A document dated "05/05/2011," titled: "Providence Portland Medical Center Complaint Report," and authored by I1, contained a narrative account of the verbal report of the incident from the SSU manager to the Quality Manager. The documentation also contained acknowledgment of the strong recommendation from Centers for Medicare and Medicaid Services that a police report be filed, and documented a conversation with "inhouse (sic) legal counsel" stating that there was no requirement to file a police report about the incident. This document reflected that it had been written 78 days after the incident occurred.
A copy of electronic mail from the nurse manager of SSU to Centers for Medicare and Medicaid Services on 5/13/2011 was reviewed, which indicated that a police report concerning this incident with the case number 1138914 had been submitted to the Portland Police bureau. A telephone call on 05/19/11 at 1155 hours to the Portland Police records department 503.823.0044 confirmed that police report case number 1138914 had been filed by Providence Portland Hospital on 5/13/11. This report was made 86 days after the incident occurred.

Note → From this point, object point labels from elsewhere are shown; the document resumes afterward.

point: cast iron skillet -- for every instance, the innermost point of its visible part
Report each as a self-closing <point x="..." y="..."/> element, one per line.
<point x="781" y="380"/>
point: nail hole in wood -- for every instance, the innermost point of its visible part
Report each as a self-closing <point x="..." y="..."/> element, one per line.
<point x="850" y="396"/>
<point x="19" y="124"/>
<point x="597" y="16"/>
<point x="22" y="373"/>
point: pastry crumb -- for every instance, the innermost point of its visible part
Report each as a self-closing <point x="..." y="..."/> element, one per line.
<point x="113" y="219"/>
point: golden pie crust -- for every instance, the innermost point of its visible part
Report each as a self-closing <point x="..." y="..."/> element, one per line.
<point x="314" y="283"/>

Documentation that corrective measures to prevent the reoccurrence of a similar abusive situation was requested but not presented at the time of this investigation. The reported corrective measures were put into place only on the unit specifically involved in this incident, thus offered no protection to similarly vulnerable patients throughout the entire hospital.
An internal investigation confirmed that an unidentified patient had been abused by a hospital employee. The hospital failed to report and analyze, and put into place corrective measures, in a timely and thorough manner, as required by this regulation.